Die Plazenta wollte im Pool nicht kommen, so dass ich noch ca. 20 Minuten den Pool verließ und aufs Sofa umsiedelte. Mir war total kalt und ich zitterte, gefühlt waren es tausend Nadelstiche die auf mich einpieksten. Zum Glück wurde mir zugedeckt schnell warm. Eine Stunde später hockte ich mich vors Sofa und gebar die Plazenta. Auch das völlig problemlos. Danach sagten wir dann der Hebamme Bescheid, dass sie sich in den nächsten Stunden gern auf den Weg machen darf, um unser Baby kennenzulernen. Sie war zwischen 18 bis 20 Uhr da, untersuchte unser Baby für die U1 und schrieb den ganzen Papierkram. Tamo war 3700g schwer und 53 cm groß, der Kopfumfang betrug 36 cm. Die zwei Wochen mehr im Bauch haben sich also bemerkbar gemacht. Er war mein schwerstes Baby, aber außer kleinen Schürfungen blieb ich unverletzt.

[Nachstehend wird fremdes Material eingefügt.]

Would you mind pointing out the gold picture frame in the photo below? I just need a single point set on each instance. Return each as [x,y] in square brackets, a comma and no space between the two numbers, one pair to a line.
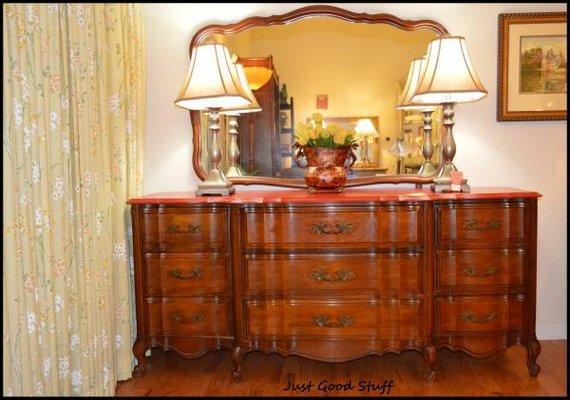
[532,73]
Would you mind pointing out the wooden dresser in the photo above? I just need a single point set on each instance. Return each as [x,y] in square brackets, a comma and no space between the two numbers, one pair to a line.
[336,277]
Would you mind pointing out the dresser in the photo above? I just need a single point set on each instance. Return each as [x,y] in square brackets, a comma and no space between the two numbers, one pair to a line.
[336,277]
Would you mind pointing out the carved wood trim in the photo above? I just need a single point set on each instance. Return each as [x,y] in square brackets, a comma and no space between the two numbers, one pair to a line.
[284,19]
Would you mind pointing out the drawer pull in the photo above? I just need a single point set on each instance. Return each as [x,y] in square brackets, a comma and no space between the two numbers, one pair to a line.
[328,228]
[341,275]
[193,229]
[199,316]
[344,321]
[474,225]
[472,272]
[470,316]
[195,273]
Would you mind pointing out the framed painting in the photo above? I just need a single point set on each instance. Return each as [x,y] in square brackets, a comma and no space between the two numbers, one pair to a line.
[532,75]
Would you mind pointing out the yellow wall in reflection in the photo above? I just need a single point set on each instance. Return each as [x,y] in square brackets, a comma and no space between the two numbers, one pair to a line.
[361,67]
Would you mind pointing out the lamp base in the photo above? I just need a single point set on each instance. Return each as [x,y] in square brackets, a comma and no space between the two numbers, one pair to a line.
[427,169]
[443,185]
[215,184]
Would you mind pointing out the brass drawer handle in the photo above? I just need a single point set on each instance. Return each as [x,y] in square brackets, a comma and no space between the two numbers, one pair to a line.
[192,229]
[330,228]
[474,225]
[472,272]
[341,275]
[470,316]
[199,316]
[195,273]
[344,321]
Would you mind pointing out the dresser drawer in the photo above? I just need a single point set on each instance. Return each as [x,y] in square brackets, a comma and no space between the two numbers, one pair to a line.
[480,268]
[488,223]
[325,272]
[184,229]
[189,318]
[479,314]
[186,274]
[395,319]
[330,227]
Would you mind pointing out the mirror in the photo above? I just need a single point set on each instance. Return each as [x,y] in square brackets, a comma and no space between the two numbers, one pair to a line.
[347,68]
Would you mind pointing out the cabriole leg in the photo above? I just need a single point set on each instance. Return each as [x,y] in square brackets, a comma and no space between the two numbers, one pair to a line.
[430,355]
[533,350]
[139,350]
[237,358]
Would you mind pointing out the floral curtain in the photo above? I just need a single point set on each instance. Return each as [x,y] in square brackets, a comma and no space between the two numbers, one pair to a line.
[73,121]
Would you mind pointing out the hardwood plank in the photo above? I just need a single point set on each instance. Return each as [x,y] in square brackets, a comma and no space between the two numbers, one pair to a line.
[503,374]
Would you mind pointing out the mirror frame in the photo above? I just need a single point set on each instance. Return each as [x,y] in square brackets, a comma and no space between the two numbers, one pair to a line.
[285,19]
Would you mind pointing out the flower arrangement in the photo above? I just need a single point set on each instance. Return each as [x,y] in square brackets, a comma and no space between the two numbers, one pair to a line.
[315,134]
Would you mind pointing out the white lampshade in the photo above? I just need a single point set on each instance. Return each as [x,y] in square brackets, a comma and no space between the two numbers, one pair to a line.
[253,106]
[411,85]
[212,80]
[448,76]
[364,128]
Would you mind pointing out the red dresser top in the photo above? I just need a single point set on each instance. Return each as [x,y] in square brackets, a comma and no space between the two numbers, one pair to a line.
[350,195]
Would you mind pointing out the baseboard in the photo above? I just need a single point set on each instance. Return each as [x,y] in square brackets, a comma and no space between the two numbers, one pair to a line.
[551,331]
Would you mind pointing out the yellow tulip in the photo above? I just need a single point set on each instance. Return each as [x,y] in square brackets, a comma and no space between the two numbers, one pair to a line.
[339,137]
[302,140]
[314,133]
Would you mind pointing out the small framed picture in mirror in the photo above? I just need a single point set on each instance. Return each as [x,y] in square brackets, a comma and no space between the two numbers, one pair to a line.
[532,78]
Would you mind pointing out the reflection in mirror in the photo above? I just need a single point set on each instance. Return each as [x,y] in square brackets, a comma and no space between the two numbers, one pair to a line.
[351,73]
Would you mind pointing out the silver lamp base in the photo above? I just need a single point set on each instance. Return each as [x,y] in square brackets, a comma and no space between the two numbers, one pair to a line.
[215,184]
[427,169]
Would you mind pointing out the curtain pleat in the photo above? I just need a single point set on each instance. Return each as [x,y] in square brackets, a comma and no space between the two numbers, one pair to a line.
[73,117]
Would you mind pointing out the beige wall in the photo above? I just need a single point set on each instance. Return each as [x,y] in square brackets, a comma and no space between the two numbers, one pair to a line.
[529,155]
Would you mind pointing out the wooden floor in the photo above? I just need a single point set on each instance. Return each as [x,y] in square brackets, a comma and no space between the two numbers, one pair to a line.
[457,374]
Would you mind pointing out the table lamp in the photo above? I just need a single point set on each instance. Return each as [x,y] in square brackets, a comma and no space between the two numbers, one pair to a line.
[211,84]
[364,128]
[447,78]
[427,168]
[235,169]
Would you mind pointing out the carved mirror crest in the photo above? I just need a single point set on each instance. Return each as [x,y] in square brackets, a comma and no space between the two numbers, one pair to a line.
[343,65]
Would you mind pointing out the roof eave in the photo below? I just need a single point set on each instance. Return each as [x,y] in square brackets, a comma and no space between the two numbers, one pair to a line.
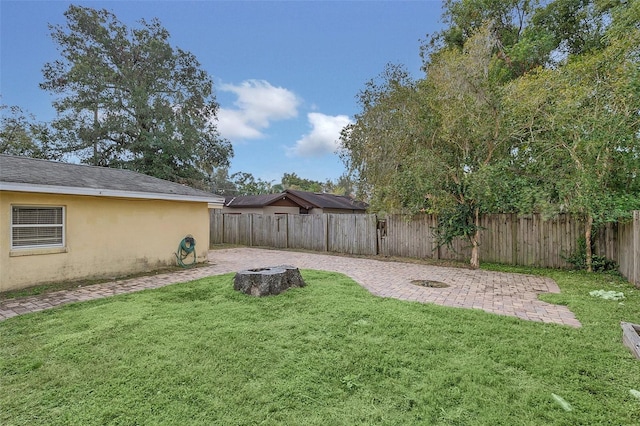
[71,190]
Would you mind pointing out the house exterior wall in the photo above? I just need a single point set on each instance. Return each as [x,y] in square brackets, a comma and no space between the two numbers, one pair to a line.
[104,237]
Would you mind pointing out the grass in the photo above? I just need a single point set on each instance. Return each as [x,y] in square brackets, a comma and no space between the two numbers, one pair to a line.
[69,285]
[326,354]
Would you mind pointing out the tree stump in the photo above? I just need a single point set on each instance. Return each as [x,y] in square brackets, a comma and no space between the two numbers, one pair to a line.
[631,337]
[268,281]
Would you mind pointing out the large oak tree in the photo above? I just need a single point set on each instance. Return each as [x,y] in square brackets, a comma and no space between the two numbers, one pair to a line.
[127,98]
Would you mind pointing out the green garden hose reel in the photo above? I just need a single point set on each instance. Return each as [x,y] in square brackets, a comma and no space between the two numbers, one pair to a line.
[186,249]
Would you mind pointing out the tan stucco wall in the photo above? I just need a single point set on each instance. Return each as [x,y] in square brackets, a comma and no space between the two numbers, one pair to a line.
[105,237]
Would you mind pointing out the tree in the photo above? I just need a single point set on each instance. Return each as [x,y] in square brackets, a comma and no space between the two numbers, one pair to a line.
[221,183]
[380,147]
[434,145]
[21,135]
[129,99]
[293,181]
[580,133]
[247,184]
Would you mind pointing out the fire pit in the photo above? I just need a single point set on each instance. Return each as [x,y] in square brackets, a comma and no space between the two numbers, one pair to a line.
[268,281]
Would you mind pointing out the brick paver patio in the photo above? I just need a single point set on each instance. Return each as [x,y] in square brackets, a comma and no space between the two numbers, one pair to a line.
[495,292]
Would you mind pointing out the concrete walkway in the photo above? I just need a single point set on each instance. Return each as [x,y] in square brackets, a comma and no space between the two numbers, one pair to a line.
[496,292]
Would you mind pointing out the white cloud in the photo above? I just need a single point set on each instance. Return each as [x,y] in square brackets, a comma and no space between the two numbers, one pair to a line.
[323,138]
[258,104]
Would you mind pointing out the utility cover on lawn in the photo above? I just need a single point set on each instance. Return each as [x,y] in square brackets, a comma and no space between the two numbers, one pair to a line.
[268,281]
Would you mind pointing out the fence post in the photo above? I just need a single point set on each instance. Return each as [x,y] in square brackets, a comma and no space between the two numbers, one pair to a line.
[635,275]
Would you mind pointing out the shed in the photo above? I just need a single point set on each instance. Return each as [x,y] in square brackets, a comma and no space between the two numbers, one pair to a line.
[293,202]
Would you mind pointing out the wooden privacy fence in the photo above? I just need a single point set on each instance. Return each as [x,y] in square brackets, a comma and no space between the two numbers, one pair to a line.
[527,240]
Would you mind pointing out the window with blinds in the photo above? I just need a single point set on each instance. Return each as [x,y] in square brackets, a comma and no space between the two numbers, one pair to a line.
[37,227]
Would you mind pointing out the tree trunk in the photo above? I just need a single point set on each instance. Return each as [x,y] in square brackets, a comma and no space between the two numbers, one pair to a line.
[587,237]
[475,252]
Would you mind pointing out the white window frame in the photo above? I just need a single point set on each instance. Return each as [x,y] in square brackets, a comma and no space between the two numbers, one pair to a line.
[42,245]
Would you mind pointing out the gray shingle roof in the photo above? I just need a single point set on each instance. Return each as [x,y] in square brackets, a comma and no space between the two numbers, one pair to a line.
[307,200]
[56,177]
[251,200]
[329,201]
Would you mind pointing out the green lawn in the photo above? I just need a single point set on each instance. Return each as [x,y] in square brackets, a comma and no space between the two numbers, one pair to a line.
[326,354]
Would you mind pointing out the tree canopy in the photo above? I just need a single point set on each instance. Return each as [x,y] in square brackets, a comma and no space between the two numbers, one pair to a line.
[22,135]
[524,108]
[128,99]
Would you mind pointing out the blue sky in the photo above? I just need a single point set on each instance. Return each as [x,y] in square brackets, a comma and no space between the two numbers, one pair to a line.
[286,73]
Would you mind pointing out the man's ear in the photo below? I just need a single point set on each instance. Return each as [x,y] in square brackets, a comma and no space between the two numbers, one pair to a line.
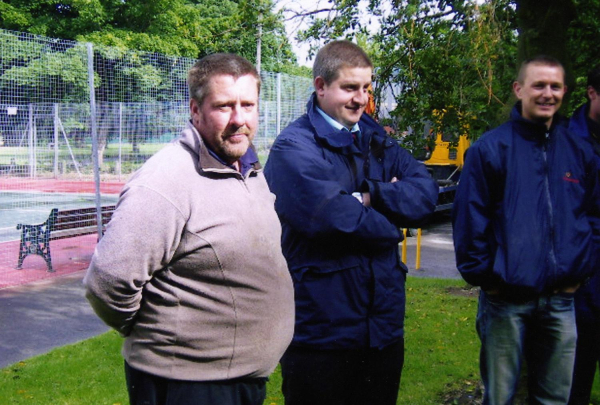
[319,85]
[517,89]
[193,106]
[592,93]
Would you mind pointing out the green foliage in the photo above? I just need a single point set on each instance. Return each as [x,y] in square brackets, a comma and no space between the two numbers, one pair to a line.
[442,352]
[456,56]
[439,55]
[190,28]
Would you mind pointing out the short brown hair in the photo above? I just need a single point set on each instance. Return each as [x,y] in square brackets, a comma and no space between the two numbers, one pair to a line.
[217,64]
[337,55]
[543,60]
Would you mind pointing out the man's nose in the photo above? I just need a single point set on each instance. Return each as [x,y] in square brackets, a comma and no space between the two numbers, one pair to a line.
[547,92]
[237,116]
[361,97]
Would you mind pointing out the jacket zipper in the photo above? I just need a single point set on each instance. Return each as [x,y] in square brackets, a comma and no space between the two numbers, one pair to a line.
[552,253]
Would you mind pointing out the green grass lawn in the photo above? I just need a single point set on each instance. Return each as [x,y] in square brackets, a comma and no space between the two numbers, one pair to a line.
[442,352]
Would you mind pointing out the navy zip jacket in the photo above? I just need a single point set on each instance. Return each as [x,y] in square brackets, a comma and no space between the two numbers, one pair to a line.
[526,209]
[587,298]
[343,256]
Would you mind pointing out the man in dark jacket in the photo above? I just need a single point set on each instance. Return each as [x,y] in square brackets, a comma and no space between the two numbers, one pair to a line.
[585,122]
[344,188]
[524,220]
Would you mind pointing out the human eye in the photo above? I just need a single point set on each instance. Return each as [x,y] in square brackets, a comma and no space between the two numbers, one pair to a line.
[248,106]
[223,107]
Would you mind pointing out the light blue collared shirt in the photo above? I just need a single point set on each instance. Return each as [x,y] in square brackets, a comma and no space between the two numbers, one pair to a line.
[336,124]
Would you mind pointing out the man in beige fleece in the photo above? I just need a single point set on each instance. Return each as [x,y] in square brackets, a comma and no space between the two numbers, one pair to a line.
[190,269]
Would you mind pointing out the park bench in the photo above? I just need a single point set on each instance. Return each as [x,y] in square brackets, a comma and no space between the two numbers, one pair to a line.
[61,224]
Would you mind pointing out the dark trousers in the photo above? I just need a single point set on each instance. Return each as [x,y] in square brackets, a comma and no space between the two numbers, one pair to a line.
[587,356]
[342,377]
[148,389]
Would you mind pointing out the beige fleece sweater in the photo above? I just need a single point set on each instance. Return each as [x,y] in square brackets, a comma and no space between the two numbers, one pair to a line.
[191,271]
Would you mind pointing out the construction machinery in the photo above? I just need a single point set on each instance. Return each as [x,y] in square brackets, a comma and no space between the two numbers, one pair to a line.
[445,164]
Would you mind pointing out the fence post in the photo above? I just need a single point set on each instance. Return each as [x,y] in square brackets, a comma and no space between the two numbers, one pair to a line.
[119,162]
[56,137]
[31,143]
[278,126]
[94,128]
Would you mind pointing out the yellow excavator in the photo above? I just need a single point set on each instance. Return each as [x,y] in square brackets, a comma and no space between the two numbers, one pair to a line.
[445,164]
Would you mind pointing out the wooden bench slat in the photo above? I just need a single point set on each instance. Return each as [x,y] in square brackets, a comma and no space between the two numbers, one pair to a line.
[35,239]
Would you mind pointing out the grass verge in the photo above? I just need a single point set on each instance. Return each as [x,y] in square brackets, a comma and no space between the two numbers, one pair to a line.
[441,364]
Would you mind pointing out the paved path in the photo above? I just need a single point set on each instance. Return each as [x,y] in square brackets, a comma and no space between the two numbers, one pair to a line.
[39,316]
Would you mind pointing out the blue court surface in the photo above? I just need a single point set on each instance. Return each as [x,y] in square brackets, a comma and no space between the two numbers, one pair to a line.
[19,207]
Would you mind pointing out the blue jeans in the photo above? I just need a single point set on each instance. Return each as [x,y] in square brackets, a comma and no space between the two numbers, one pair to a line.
[542,331]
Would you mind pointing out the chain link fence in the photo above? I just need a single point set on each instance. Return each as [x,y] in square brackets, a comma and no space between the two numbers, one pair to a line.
[76,120]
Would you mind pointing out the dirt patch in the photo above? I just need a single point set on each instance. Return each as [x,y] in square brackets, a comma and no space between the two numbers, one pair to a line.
[465,291]
[470,392]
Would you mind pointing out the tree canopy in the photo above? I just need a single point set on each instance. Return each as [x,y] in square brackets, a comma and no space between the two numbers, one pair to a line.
[190,28]
[451,63]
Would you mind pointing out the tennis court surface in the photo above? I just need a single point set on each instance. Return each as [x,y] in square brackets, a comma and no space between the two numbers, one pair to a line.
[29,201]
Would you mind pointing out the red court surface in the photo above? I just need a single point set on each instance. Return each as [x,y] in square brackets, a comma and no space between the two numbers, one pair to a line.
[68,256]
[58,186]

Mein Körper hat auch diese Geburt toll gemeistert, ich konnte die Wehen gut ertragen und hatte keine Sekunde Angst. Ich fühlte mich sicher und geborgen und hatte ein wunderbares Urvertrauen in mich. Selbst die Übergangsphase nahm ich nicht als solche war und konnte sie erst danach wirklich realisieren. Ich bin froh und sehr dankbar, die Geburt so erlebt zu haben und kann nur alle Frauen ermutigen, ihrem Körper und in ihre eigenen Gebärfähigkeiten zu vertrauen. Ich wünsche jeder Frau so eine selbstbestimmte Geburt.